Tuesday, December 19, 2006

When truth is sacrificed

When truth is sacrificed
Tzvetan Todorov
Copyright by The International Herald Tribune
Published: 2006-12-18 10:27:59


PARIS: One of the most interesting conclusions of the Baker report lies in the fact that, since the beginning of the war in Iraq, the U.S. government has often dismissed information that contradicts its policies, and that this refusal to acknowledge the truth has had dire consequences.

The report states in measured but unyielding terms: "Good policy is difficult to make when information is systematically collected in a way that minimizes its discrepancy with policy goals." In other words, the government has treated truth as an insignificant value, which can be readily sacrificed to the will of power.

This finding comes as no surprise for observers outside the United States. The war against Iraq was based on a dual lie or dual illusion — that Al Qaeda was linked to the Iraqi government and that Iraq possessed weapons of mass destruction.

Since the fall of Baghdad, this casual approach to truth has been demonstrated repeatedly. As the world discovered images of torture and stories of executions in the Abu Ghraib prison, we were being assured that democracy was starting to take root in Iraq. While hundreds of prisoners have been rotting for five years in the Guantánamo camp, deprived of the possibility of legal recourse and subjected to degrading treatment, we hear that the United States is working to uphold human rights.
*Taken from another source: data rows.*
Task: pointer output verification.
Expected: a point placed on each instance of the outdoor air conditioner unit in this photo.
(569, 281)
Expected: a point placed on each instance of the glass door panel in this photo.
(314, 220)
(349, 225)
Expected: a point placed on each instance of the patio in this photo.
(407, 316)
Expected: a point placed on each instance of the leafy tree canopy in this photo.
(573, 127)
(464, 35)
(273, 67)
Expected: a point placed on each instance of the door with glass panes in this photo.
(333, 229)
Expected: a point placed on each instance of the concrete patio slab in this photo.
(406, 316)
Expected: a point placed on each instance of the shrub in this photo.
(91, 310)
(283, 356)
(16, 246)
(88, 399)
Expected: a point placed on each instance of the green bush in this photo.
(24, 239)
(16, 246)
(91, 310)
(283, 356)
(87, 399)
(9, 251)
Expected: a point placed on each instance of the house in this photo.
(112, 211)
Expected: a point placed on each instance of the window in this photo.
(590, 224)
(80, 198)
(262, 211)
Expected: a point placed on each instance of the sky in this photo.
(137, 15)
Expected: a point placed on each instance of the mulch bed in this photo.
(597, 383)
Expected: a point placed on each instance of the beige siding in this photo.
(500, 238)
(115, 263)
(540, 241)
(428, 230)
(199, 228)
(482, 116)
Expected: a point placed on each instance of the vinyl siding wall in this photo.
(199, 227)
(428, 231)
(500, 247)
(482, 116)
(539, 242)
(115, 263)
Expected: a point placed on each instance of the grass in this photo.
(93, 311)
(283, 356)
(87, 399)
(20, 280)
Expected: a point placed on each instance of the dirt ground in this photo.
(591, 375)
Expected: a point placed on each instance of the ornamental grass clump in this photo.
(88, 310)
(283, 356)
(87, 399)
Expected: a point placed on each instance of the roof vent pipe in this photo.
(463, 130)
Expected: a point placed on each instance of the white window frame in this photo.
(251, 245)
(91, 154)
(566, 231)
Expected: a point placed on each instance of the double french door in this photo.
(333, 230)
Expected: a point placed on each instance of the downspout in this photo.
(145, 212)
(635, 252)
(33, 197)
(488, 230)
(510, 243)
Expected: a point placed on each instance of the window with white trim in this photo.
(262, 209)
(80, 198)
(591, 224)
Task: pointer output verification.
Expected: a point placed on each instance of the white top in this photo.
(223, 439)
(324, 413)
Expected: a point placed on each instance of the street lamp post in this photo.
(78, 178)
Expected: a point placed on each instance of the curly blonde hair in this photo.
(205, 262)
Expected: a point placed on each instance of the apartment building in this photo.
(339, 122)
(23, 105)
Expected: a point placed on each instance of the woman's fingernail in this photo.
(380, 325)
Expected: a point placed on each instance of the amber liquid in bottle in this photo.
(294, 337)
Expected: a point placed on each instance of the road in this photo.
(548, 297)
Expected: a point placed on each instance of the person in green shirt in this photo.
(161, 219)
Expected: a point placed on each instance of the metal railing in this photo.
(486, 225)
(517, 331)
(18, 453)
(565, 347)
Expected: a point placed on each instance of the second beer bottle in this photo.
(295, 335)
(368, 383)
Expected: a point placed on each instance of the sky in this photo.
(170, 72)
What does come as a surprise, however, is that for nearly five years, it was possible to put a moratorium on truth in a great democracy like the United States. There is good reason to worry: Despite the pluralism of political parties and the freedom of the press, the population of a liberal democracy can still be persuaded that black is white, and white is black.

How can such a degree of susceptibility be explained?

First, the majority of the population in any country blindly obeys politicians and the mainstream media (opinions from foreign countries are generally treated with suspicion).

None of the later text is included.